Optimizing Metal: Stitch several Metal functions into a single shader using MTLFunctionStitchingGraph
In this post I’ll show how to use Metal’s new feature MTLFunctionStitchingGraph
to create an image processing pipeline in a single shader instead of chain of several GPU kernels. In terms of common GPU practices it is a new option for creating uber-shaders in runtime using precompiled Metal functions. And for large pipelines it can be much more efficient than compiling the whole shader from source in runtime and less error prone.
With this post I start a new series of articles about Metal optimizations. I’ll cover several topics which I found interesting and useful for Metal pipeline creation and encoding which can help you to process your pipelines faster. And I’ll try to explain them in details so that you can use them in your projects.
This technology is used inside Apple’s MPSGraph
but MPSGraph
doesn’t allow to inject custom shaders in it and works only with multidimensional arrays. I’ll show how to create MPSGraph
like processing but with plain old Metal textures and of course your own shaders.
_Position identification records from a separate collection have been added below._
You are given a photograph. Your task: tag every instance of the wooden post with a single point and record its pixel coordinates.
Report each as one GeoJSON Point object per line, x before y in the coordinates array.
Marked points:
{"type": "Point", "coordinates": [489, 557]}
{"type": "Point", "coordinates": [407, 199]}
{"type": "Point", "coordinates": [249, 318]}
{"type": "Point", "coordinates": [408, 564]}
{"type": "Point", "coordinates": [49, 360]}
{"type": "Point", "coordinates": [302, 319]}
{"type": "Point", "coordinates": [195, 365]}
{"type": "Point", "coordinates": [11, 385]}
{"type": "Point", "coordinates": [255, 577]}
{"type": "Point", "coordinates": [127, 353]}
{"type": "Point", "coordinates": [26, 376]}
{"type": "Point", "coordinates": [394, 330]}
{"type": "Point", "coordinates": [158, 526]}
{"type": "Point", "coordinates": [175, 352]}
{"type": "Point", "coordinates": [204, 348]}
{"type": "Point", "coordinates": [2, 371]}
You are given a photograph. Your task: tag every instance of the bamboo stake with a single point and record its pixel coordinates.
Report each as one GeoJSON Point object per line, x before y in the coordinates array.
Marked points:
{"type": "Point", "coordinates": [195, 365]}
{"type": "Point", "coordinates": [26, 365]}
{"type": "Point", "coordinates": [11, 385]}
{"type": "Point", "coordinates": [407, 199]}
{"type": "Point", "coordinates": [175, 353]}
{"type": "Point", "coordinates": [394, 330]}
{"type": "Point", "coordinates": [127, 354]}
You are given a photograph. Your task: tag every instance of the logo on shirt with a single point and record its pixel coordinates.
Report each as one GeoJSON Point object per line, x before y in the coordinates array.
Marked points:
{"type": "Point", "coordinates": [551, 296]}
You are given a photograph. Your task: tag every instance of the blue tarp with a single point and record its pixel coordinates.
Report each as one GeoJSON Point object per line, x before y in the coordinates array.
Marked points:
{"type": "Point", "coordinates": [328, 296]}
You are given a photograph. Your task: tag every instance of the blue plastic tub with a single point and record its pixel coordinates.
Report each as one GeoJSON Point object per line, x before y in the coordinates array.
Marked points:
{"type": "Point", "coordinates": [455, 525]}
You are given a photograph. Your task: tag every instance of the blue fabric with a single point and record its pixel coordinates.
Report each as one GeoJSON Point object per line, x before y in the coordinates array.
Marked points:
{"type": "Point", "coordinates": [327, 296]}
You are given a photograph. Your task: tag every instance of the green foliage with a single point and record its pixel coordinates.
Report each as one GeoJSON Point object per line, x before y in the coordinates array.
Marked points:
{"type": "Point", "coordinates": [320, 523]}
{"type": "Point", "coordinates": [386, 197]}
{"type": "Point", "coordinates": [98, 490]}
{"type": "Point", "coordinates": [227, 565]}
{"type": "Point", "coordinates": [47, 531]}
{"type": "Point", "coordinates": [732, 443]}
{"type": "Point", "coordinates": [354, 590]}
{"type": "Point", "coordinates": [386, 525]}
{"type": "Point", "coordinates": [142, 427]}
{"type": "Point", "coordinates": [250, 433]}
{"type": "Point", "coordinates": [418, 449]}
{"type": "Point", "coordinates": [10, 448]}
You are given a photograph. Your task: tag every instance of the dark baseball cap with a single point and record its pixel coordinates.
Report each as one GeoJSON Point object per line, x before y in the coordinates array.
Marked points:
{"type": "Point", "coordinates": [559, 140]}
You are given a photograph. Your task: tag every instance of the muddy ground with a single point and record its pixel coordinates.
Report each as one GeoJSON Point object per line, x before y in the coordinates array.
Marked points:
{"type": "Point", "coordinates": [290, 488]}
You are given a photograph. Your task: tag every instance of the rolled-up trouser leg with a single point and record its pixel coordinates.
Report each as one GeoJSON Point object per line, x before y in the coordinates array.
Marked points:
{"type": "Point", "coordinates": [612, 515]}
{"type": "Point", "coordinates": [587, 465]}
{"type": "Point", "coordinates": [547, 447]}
What is MTLStitchingGraph?
In most cases a single shader will be more efficient comparing to several shaders chained together. A long time ago Apple introduced function constants which is a good alternative to preprocessing macros which can remove unnecessary branching from shader code during processing. Metal Stitching Graph is another option to create uber-shaders in runtime. And it can be much more flexible. You’re not stuck to a single shader with compile time branching but can create shader from building blocks right in runtime. I’ll show how to do it for image processing but this API can be used in processing all kinds of data on GPU.
Usually if you want to create node based GPU processing engine you define several types of nodes and allow user or some external API (for example JSON encoded graph received from server) define the order of nodes execution. Each node in this architecture represents atomic processing task. For example one node applies blur filter to input texture, another one adjusts texture brightness and so on.
This is a very flexible architecture but it has some drawbacks. First of all each node will be encoded to separate shader and GPU will perform full texture processing for each of them. Second you need to create a separate output texture in memory to store the result of node processing which will be provided as input to the next node. And last but not least the full graph processing will be encoded on each call. For example you have a graph with 10 nodes and user adjusts brightness (one parameter for one node) the full pipeline will be encoded again. With MTLStitchingGraph
you can avoid all of these drawbacks. But it will require to completely rethink your node engine architecture.
MTLFunctionStitchingGraph
allows you to create a Metal function or several functions in runtime which will be executed for each pixel (or any data) and have all the processing steps defined by your graph. Actually it is just an API for creating directed acyclic graphs which will be executed on GPU. Good example of it is MPSGraph
, Apple framework for neural network training and inference on GPU.
Stitchable Function
In the heart of Metal Stitching Graph is a [[ stitchable ]]
Metal function which is a new function qualifier like [[ kernel ]]
, [[ vertex ]]
or [[ fragment ]]
. And the only purpose of this type of function is to be stitched with other functions to create a chain of executions on GPU inside a single function. Let’s try to build a simple graph which will apply grayscale filter to input image and then invert its color.
This is our Metal file which will be compiled to Metal library during Xcode build. It contains four [[ stitchable ]]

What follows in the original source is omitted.